As we rapidly approach the 40th anniversary of the U.S. Environmental Protection Agency’s Earth Day on April 22, I am excited and encouraged by the stellar progress the federal government has made in the area of energy efficiency.
Recently, the federal government announced that it will take steps to cut its energy use and reduce its greenhouse gas (GHG) pollution by 28 percent by 2020, compared with 2008 levels. This is a monumental announcement from the federal government, which is the single largest energy consumer in the U.S., and this reduction of energy is equivalent to taking 17 million cars off the road for one year!
I applaud the federal government on this announcement and for leading by example in following up on President Obama’s signed Executive Order 13514 on Federal Sustainability in October of 2009, which set measureable environmental performance goals for Federal Agencies. Since the executive order we have seen several agencies make huge strides in the area of sustainability and energy efficiency.
John Broder of the New York Times highlighted several examples of these projects from Federal Agencies, including the Central Intelligence Agency’s opening of two new buildings in Virginia that are designed to consume 20 percent less energy than existing buildings. Broder also noted that the Army is installing a 500-megawatt solar power plant at a base near the Mojave Desert and that the Veterans Affairs Department has contracted for a wind energy system to provide 15 percent of the electricity for its hospital in St. Cloud, Minn.
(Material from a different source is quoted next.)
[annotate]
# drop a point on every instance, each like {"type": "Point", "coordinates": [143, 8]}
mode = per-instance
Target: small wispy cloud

While these achievements are impressive and admirable, many of us are questioning what we can do individually, everyday, on a more manageable scale. With much of our own individual energy consumption related to the use of electronic products, a few simple steps can make a world of difference.
I would like to suggest the following 5 simple steps for improved energy efficiency for Federal Agencies:
1. Audit existing PC inventory
o I recently wrote about PC refresh cycles, and a PC inventory audit is an easy first step in determining whether or not there is room for improvement in the area of energy efficiency. Due to recent advancements in PC design and configuration, a PC refresh that is well past due is a good indication that these older machines may be consuming more power than they should.
2. Baseline current energy consumption
3. Enable power management features on monitors and computers
o Most PCs are equipped with features that place monitors and computers into a low-power “sleep mode” after a period of inactivity. Newer PCs should be equipped with intelligent software features that allow users to fully understand their energy consumption as well as set policies on power usage. For example, HP Power Assistant’s “usage details” feature helps users understand and estimate what running their notebook costs when using each setting—in dollars, kilowatt hours and even carbon.
4. Coach employees to turn PCs off at night
o Powering down office electronics at the end of the day should be a habit for all office workers and government employees. Recently, private sector businesses including HP, Microsoft, Citrix and Intel conducted Power IT Down Day, which encouraged government organizations to power down computers and peripherals at the end of the day. Through this effort over 5,500 people pledged to power down their computers, monitors, and printers at the end of the day, for a total savings of 73,333 kilowatt hours.
5. Purchase Electronic Product Environmental Assessment Tool (EPEAT™)-registered equipment
o EPEAT is a system that, according to their website, “helps purchasers evaluate, compare and select electronic products based on their environmental attributes.” EPEAT registration should be a top consideration in an agency’s purchasing decision.
While these 5 steps outlined above are simple, the impact in terms of reduced energy consumption (not to mention cost savings!) is great. As we near Earth Day later this month, I’d love to hear some of your own tips and tricks for reducing energy consumption.